将棋の歴史に新たな道 『赤旗・潮流』

将棋には天来の妙手と呼ばれる指し手があるらしい。誰もが予想できない、計算や理屈をこえた、ひらめき。天から降ってきたかと思われるほどの一手だと▼最年少でタイトルを得た藤井聡太・新棋聖の将棋にはそれがある。棋界のレジェンド、加藤一ニ三さんが『天才の考え方』でたたえています。渡辺明三冠に挑んだ今回の勝負のなかでもAI(人工知能)をしのぐ手を指したとして話題になりました▼いまや、この世界もAI世代が主流。藤井さんも研究のための将棋ソフトを使うそうですが、うのみにせず自分で考えて解釈しているといいます。トップ棋士を驚嘆させる読みの量やスピード、斬新で独創的な指し手。彼の姿に人間の秘めた可能性を感じる人は多い▼中学生プロになって以来、数々の最年少記録を更新。終盤の強さに比べ劣勢になることがあった序中盤も磨き、いまではまったくすきが見当たらないとライバルたちを嘆かせるほど成長は著しい▼研究熱心とともに感心するのが対局の態度です。誰よりも深く長く頭を下げ、負けを告げるときは潔く、勝っても相手への敬意を忘れない。
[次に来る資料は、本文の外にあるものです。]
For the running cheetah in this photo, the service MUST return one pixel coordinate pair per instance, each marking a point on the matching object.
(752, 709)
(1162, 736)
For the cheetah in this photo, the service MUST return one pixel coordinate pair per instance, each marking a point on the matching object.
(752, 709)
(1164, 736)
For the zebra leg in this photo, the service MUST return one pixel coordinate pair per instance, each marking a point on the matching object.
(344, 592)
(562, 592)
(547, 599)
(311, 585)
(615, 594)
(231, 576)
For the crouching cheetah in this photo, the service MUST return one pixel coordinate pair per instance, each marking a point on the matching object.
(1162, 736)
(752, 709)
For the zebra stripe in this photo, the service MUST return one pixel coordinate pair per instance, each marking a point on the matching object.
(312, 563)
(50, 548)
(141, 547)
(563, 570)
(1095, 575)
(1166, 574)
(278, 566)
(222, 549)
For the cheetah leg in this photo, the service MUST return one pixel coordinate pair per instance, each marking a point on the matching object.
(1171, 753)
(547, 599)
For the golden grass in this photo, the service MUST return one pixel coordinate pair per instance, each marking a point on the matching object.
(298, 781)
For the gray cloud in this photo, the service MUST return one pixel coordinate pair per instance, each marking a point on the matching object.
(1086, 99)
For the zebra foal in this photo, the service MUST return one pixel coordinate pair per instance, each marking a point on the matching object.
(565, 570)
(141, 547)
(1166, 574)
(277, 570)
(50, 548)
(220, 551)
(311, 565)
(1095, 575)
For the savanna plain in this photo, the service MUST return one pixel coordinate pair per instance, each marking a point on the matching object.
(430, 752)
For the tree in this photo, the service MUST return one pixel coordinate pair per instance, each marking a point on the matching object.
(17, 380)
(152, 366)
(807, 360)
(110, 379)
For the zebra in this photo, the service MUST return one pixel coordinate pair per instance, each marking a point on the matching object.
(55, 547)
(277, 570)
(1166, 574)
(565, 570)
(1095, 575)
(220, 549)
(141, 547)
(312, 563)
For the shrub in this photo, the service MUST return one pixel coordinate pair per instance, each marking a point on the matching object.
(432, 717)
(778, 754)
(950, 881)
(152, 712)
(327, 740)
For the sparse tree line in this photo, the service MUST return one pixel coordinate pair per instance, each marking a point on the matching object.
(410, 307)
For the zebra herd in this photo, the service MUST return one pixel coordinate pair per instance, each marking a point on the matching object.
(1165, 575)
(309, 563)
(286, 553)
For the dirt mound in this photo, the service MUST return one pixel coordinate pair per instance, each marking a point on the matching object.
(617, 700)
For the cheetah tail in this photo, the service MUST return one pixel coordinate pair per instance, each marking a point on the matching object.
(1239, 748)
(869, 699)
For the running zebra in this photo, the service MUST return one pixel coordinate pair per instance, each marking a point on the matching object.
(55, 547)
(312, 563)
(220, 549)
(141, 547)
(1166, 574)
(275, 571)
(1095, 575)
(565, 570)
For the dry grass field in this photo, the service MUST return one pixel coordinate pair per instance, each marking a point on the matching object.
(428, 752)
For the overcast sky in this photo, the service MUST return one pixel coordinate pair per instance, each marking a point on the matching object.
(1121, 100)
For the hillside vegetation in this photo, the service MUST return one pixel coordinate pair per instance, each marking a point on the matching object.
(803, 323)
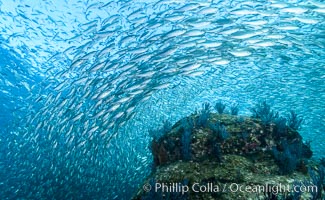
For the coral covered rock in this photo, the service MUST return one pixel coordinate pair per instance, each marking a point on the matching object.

棋聖となっても「より精進したい」と口にする謙虚さは、真摯(しんし)に将棋と向き合う表れなのかもしれません▼一夜明けた記者会見。まだあどけなさが残る笑顔で掲げた色紙には「探究」と書かれていました。あすは18歳の誕生日。将棋が好きでつねに研さんを怠らない。その情熱があるかぎり、長い将棋の歴史に新たな道が切り開けるはずです。{2020・7・18) 【今日の出来事】1925年ヒトラー『わが闘争』発表 1936年ス…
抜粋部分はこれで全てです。